Tracking the Emergence of the Alpha VOC in the City

To better define the date of the Alpha VOC introduction in the city, we plotted the number and frequency of detected Alpha VOC signature mutations throughout the analyzed period (Figures 6A,B). From October 2020 to early November 2020, no Alpha VOC signature mutation can be detected except one (20-Oct-20 in WWTP1), for which the frequency is just above our threshold of 5%. First co-occurrences of signature mutations appear in mid-November 2020 for WWTP1 and mid-December for WWTP2, with respectively, 8 and 5 Alpha VOC specific mutations at a median frequency <20%. From mid-November to the end of January, the number of Alpha VOC signature mutations tended to increase while the median frequencies remained around 20%. On two instances, Alpha VOC signature mutations were not detected. Finally, from February onward, the number of detected Alpha VOC signature mutations plateaued to its maximum of 20–25, while the median frequency increased to reach a maximum of 50% in April–May 2020. Individual mutation frequencies remained highly heterogeneous, varying from 10 to 85% in most samples.

FIGURE 6.

FIGURE 6

Number and individual frequencies (dots) of SARS-CoV-2 Alpha VOC over time in 35 raw wastewater samples from WWTP1 (A) and WWTP2 (B), with median frequency (horizontal lines) and standard deviation (error bars). Only mutation with frequencies above 5% (dotted line) were considered.

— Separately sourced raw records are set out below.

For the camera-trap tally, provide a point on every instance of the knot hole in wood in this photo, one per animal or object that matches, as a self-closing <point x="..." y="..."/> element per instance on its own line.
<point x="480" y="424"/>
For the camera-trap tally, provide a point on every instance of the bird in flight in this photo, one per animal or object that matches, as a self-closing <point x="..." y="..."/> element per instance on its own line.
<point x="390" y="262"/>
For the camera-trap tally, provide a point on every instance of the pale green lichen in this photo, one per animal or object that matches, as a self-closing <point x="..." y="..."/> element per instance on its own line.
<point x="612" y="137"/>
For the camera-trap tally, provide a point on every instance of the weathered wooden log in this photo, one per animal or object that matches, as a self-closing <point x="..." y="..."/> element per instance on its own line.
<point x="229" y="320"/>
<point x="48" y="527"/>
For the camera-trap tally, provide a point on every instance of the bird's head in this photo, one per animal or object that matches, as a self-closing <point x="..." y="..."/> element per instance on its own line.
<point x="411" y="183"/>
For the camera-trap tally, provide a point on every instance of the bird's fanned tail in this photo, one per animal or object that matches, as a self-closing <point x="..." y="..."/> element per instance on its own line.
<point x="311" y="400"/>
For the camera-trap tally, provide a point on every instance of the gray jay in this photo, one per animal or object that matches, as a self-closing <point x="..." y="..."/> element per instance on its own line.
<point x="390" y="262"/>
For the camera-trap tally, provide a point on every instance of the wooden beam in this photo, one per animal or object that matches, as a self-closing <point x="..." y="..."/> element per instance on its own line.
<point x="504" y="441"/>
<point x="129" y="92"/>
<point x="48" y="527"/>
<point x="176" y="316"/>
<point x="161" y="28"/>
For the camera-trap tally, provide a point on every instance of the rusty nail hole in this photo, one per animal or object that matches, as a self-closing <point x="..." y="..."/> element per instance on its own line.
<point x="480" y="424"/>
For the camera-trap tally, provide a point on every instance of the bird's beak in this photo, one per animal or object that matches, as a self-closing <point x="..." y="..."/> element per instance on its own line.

Interestingly, some of these mutations being covered by the same amplicon, their presence in the same read was studied in samples corresponding to the introduction of the Alpha VOC. The three mutations responsible for the D3L substitution (28280-28282 GAT-CTA), highly specific of the Alpha VOC (see text footnote 1),were always found together on the same read for the following samples: 17-nov-20 WWTP1, 18-dec-20 WWTP2, 25-dec-20 WWTP1, and 30-dec-20 WWTP2 (Supplementary Figure 1). For the 25-dec-20 WWTP1 sample, the C23604A (P681H) and C23709T (T716I) mutations were found together in 35 out of 100 reads. Finally, for the 30-dec-20 WWTP2 sample, the G28048T (R52I) and A28111G (Y73C) mutations were identified together in 6 out of 307 reads and the G28882A (G204R) and C28977T (S235F) mutations in 21 out of 57 reads. These data show that viral strains with multiple signature mutations specific of the Alpha VOC circulated in the studied city as early as mid-November 2020.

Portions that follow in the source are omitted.